None of these guys are as romantically sexy as David Boreanaz in his youthful prime on Angel so these blandly beautiful young men don't have Boreanaz's degree of girl-appeal. But they would be premo for aging chickenhawks.
It could go as a footnote that when I first jotted down the above rude notes, I hadn't known The Convenant had already been widely tagged as "another gay subtext hunky high school boy horror movie" & as "homoerotic teen escapism" which was "cast for the abs not the acting," therefore "boys get rough-housed in the gym shower" whereas girls are alone & anonymously stalked in a shower.
The fault with such chickenhawk-aesthetic in casting & presentation is not that gay is bad -- as a dyke myself I would never think so -- but that such casting has resulted in a bunch of boys who are interchangeable & ultra-shallow & not even aimed at the largest common denominator.
Unless indeed adolescent boys with bigger crushes on their boyhood chums rather than on any girls is the largest audience for bad horror films.

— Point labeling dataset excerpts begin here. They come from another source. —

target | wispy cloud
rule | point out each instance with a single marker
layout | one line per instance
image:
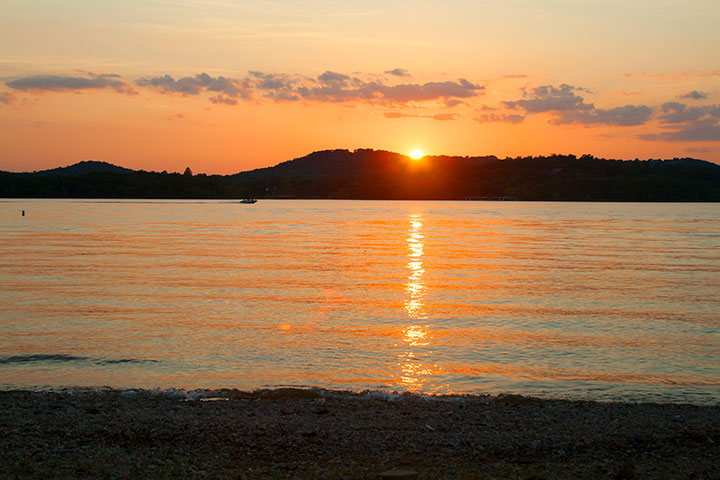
(398, 72)
(190, 86)
(694, 95)
(568, 107)
(56, 83)
(329, 86)
(685, 124)
(7, 98)
(499, 118)
(443, 117)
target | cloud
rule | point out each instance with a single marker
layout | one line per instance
(687, 124)
(277, 86)
(336, 87)
(629, 115)
(192, 86)
(405, 93)
(674, 112)
(443, 117)
(569, 107)
(495, 118)
(700, 149)
(398, 72)
(221, 99)
(694, 95)
(7, 98)
(57, 83)
(550, 99)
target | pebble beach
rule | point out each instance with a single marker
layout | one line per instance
(303, 433)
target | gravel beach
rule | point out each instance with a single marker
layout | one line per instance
(294, 433)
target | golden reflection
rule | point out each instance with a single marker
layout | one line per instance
(412, 369)
(416, 285)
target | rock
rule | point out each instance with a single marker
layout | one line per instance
(399, 473)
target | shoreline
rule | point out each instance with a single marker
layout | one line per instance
(310, 433)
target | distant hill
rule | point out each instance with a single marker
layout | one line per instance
(371, 174)
(378, 174)
(86, 166)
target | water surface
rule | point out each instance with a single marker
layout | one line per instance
(577, 300)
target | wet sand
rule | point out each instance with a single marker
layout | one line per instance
(321, 434)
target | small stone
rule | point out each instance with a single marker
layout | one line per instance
(399, 473)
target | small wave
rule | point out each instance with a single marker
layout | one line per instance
(61, 358)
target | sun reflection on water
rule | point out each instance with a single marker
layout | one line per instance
(412, 369)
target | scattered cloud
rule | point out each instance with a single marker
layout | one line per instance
(7, 98)
(629, 115)
(700, 149)
(550, 99)
(223, 100)
(191, 86)
(569, 107)
(625, 93)
(336, 87)
(327, 87)
(687, 124)
(494, 118)
(56, 83)
(443, 117)
(398, 72)
(694, 95)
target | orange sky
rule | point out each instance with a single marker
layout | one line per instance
(225, 86)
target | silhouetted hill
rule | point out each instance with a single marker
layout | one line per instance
(369, 174)
(86, 166)
(377, 174)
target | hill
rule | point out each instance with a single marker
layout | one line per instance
(370, 174)
(86, 166)
(378, 174)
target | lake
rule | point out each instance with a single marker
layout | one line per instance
(604, 301)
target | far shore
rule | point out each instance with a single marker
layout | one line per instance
(296, 433)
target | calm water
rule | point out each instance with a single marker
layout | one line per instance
(578, 300)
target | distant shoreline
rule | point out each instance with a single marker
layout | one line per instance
(375, 174)
(296, 433)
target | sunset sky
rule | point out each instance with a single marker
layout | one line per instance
(224, 86)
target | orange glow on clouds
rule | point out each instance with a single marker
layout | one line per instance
(264, 84)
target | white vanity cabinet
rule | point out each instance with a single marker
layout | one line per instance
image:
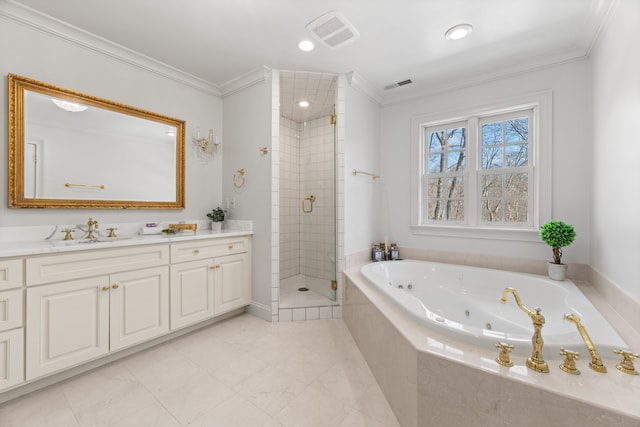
(64, 306)
(209, 278)
(11, 323)
(87, 314)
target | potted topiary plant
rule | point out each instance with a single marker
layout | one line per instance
(216, 216)
(557, 234)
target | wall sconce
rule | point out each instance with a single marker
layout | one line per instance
(205, 148)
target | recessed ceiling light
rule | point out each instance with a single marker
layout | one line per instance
(305, 45)
(458, 32)
(72, 107)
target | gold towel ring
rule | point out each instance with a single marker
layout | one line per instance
(238, 179)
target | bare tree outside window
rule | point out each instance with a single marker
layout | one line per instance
(504, 192)
(500, 180)
(445, 182)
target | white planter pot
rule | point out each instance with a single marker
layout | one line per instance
(557, 271)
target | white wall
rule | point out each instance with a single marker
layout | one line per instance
(247, 127)
(571, 159)
(39, 52)
(615, 68)
(362, 220)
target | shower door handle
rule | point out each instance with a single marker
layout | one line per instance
(311, 199)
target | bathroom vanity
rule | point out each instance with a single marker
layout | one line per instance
(64, 304)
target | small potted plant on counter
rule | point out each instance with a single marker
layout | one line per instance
(557, 234)
(216, 216)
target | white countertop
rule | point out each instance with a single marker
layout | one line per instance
(23, 248)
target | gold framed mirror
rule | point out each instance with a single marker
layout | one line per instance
(72, 150)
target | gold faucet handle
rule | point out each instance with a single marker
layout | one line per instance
(569, 365)
(626, 365)
(503, 358)
(67, 235)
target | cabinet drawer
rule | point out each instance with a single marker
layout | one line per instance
(201, 249)
(10, 274)
(54, 268)
(10, 309)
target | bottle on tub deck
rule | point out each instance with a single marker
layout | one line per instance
(377, 253)
(394, 253)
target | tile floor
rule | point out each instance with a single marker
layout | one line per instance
(240, 372)
(291, 297)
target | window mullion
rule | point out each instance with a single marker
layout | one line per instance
(472, 200)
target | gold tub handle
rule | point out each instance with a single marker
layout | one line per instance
(311, 199)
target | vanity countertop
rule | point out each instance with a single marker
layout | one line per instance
(23, 248)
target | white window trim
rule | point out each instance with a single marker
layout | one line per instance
(541, 103)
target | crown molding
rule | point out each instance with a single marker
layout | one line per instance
(243, 81)
(28, 17)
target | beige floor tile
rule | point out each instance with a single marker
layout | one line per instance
(314, 408)
(271, 389)
(374, 405)
(44, 408)
(356, 418)
(236, 412)
(239, 372)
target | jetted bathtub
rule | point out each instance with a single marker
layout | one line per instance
(464, 302)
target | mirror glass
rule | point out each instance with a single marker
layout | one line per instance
(68, 149)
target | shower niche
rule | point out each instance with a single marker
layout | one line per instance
(307, 190)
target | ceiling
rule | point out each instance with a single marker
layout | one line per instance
(219, 40)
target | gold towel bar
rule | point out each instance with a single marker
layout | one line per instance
(373, 176)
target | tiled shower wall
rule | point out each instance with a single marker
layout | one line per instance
(289, 199)
(307, 167)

Even at that I still think the casting would appeal much more to revolting old chickenhawks hanging around the alley door of the Boy's Club, & not to the boys themselves.
The Covenant has the look & tone of a television show, kind of Supernatural with its brother-team of demon slayers, crossed with Charmed but with heritage-bound boys instead of heritage-bound women.
There's a cool CGI car crash used in the trailer & its the closest thing to something visually interesting in the whole first third of the show, so if you've seen the trailer, you can skip to a half-hour in & save some time.
"Using" the power is addictive & it takes a bit of one's life each time. The Fifth Son is trying to steal power from the other four because he's a super-addict on the cusp of becoming worn out & old, & he hopes to recharge his lifespan by conquering other warlocks, which we're assured throughout can't actually be done but the Fifth Son won't accept that.
Caleb (Steven Strait) is the least snarky of the group of four, though he's not much to write home about. At least he has some sense of doing right.
His opposite is Chase (Sebastian Stan), secretly the Fifth. He starts mucking with the others, but Caleb figures it out, & the last act is straightforward Wizard vs. Wizard. The FX resemble any number of episodes of Smallville but with a story so mediocre that whenever it was done on Smallville or Charmed the episode was buried mid-season because inadequate for for season end or sweeps.